Avic Aircraft Co. rallied by the daily limit in Shenzhen. The People’s Liberation Army will add “open seas protection” to “offshore waters defense” on a list of core naval missions, according to the country’s 2015 defense white paper. China must expand on its “active defense strategy” to meet the demands of a new historical era.
China and Hong Kong approved cross-border sales from July 1 in a move that will widen access to financial markets and capital in the world’s second-largest economy. The initial quota will be a total 600 billion yuan ($97 billion), split evenly in each direction.
“Most people expect the Hong Kong market to benefit from the mutual fund recognition and go up,” said Yen Chiu, a Hong Kong-based trader at Shenwan Hongyuan Group. “There’s a great catch-up rally after A shares jumped yesterday.”
The aggregate investment quota for the Shanghai-Hong Kong link will be abolished when a similar equity link starts with the Shenzhen bourse, Ming Pao reported Tuesday, citing unidentified people. The daily quota limit will be increased, the Hong Kong newspaper reported. Hong Kong Exchanges & Clearing Ltd. is preparing for the Shenzhen program to begin in the second half of 2015, while the date may be announced by the end of June, Chairman Chow Chung Kong said last month.

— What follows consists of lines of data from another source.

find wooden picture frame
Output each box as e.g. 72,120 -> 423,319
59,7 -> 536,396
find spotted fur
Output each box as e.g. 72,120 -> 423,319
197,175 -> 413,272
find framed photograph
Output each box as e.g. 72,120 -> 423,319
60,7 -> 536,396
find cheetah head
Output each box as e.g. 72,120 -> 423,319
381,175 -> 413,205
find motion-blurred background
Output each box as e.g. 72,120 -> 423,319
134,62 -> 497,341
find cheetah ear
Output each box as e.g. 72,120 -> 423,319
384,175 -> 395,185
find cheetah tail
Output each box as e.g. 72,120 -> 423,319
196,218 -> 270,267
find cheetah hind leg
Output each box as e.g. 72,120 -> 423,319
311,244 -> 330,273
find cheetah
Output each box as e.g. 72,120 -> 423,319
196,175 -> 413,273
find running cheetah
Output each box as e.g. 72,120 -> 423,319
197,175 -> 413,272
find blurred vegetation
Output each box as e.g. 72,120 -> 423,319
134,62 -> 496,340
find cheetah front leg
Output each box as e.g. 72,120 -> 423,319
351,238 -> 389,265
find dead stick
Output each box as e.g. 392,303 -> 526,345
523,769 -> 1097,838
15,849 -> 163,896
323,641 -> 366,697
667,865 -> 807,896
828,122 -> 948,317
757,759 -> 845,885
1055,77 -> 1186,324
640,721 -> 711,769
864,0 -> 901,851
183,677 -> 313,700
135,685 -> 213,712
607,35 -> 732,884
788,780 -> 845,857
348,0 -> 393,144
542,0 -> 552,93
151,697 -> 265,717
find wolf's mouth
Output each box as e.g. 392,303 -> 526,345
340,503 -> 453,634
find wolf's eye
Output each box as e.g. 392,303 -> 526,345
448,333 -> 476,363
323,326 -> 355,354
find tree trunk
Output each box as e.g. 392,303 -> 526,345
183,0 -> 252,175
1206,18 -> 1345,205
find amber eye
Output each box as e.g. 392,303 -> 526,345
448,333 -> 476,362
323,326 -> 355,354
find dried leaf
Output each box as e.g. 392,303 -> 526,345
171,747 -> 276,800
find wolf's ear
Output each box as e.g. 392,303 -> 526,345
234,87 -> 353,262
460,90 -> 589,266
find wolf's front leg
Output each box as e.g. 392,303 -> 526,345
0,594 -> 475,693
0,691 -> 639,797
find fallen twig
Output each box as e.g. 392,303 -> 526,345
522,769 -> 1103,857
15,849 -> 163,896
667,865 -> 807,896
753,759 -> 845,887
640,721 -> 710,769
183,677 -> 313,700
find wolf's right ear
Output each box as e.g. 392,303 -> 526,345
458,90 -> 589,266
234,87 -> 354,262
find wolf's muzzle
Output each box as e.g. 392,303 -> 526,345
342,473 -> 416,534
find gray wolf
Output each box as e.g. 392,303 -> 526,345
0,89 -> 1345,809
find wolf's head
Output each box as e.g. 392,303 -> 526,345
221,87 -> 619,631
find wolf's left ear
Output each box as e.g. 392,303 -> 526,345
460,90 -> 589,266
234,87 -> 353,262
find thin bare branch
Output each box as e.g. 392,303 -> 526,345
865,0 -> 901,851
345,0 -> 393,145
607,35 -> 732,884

Margin traders increased holdings of shares purchased with borrowed money, with the outstanding balance of margin debt in Shanghai climbing to 1.32 trillion yuan to approach a record high set on May 21.
The China Securities Regulatory Commission gave written approvals for initial public offerings to 23 companies, the regulator said in a statement on its microblog on Friday. Five companies including China National Nuclear Corp. will be listed on the Shanghai stock exchange, while 18 will do so in the Shenzhen bourse, it said.